Furthermore, without the small but particular constraints of versely educated audience, they are free in a sense that most "Poets" aren't. For while we (meaning Poets) may be ostracized from certain topics or thoughts (encroaching on the realm of cliché, for example), these texting-poets, in their ignorance (I mean this a positive sense), are unconstrained by the expectations of a critical and overly-informed audience. In this sense, they may not retreat (as so many contemporary Poets (and Artists for that matter) do) into the bizarre, or grotesque, or obscure, but may rift, instead, on topics like love, or roses, or sadness without the same fear of exposure we "Poets" have.
And also, without the pressure of a "readership" (for while many poets claim to write for themselves, we all want an audience), texting-poets don't create their work under the same demands of necessity. These texting-poets, for instance, probably don't feel the "need to write a poem" or the "horrible impotence of writer's block." And so, what they create is probably not the result of force, but instead, the result of desire. This seems like a much better reason to write. In creating out of these circumstances, as opposed to creating out of responsibility to the poem, texting poets are most likely prone to a more genuine art. And while it may be cliché in our view, it could be insightful for them.

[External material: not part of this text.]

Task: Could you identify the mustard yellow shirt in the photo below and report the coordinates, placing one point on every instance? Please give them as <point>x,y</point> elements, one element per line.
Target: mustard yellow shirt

Of course the obvious criticism against such poets may be that they, like many general writers, fall slave to the language methods and structures and develop mindless patterns of creating. This is probably the case for most texting poets (particularly some of those in my class), but I can't help but think there probably are a handful that naturally view it as an art and push the limits of their art and the language ,and that this type of poet, without the pressures of the Traditional Poet, may be the pure genius of the future. And while it may or may not have already happened, it seems to me that the conditions are ripe (like a primordial soup) for just such this occasion.